Déprioriser l’engagement
Les plateformes de médias sociaux sont conçues pour une interaction constante , et les entreprises conçoivent des algorithmes qui choisissent les publications que les gens voient pour maintenir l'engagement de leurs utilisateurs. Des études montrent que les mensonges se propagent plus rapidement que la vérité sur les réseaux sociaux , souvent parce que les gens trouvent les nouvelles qui déclenchent des émotions plus engageantes , ce qui les rend plus susceptibles de lire, de réagir et de partager ces nouvelles. Cet effet est amplifié par les recommandations algorithmiques. Mon propre travail montre que les gens interagissent plus souvent avec les vidéos YouTube sur le diabète lorsque les vidéos sont moins informatives.
La plupart des plateformes Big Tech fonctionnent également sans les gardiens ou les filtres qui régissent les sources traditionnelles d’actualités et d’informations. Leurs vastes réserves de données démographiques fines et détaillées leur donnent la possibilité de « micro-cibler » un petit nombre d’utilisateurs . Ceci, combiné à l'amplification algorithmique du contenu conçu pour stimuler l'engagement, peut avoir de nombreuses conséquences négatives pour la société, notamment la suppression des électeurs numériques , le ciblage des minorités à des fins de désinformation et le ciblage publicitaire discriminatoire .
Ne pas donner la priorité à l'engagement dans les recommandations de contenu devrait atténuer l' effet « terrier du lapin » des médias sociaux , où les gens regardent publication après publication, vidéo après vidéo. La conception algorithmique des plateformes Big Tech donne la priorité aux contenus nouveaux et micro-ciblés, ce qui favorise une prolifération presque incontrôlée de désinformation. Le PDG d’Apple, Tim Cook, a récemment résumé le problème : « À une époque de désinformation généralisée et de théories du complot alimentées par les algorithmes, nous ne pouvons plus fermer les yeux sur une théorie de la technologie qui dit que tout engagement est un bon engagement – le plus longtemps sera le mieux – et tout cela dans le but de collecter autant de données que possible.
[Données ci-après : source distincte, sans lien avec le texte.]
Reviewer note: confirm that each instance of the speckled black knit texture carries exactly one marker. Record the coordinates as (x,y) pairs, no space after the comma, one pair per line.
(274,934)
Désinformation sur les étiquettes
Les entreprises technologiques pourraient adopter un système d’étiquetage du contenu pour déterminer si une actualité est vérifiée ou non. Lors de l'élection, Twitter a annoncé une politique d'intégrité civique selon laquelle les tweets qualifiés de contestés ou trompeurs ne seraient pas recommandés par leurs algorithmes . La recherche montre que l’étiquetage fonctionne. Des études suggèrent que l’application d’étiquettes aux publications des médias contrôlés par l’État , comme la chaîne médiatique russe RT, pourrait atténuer les effets de la désinformation.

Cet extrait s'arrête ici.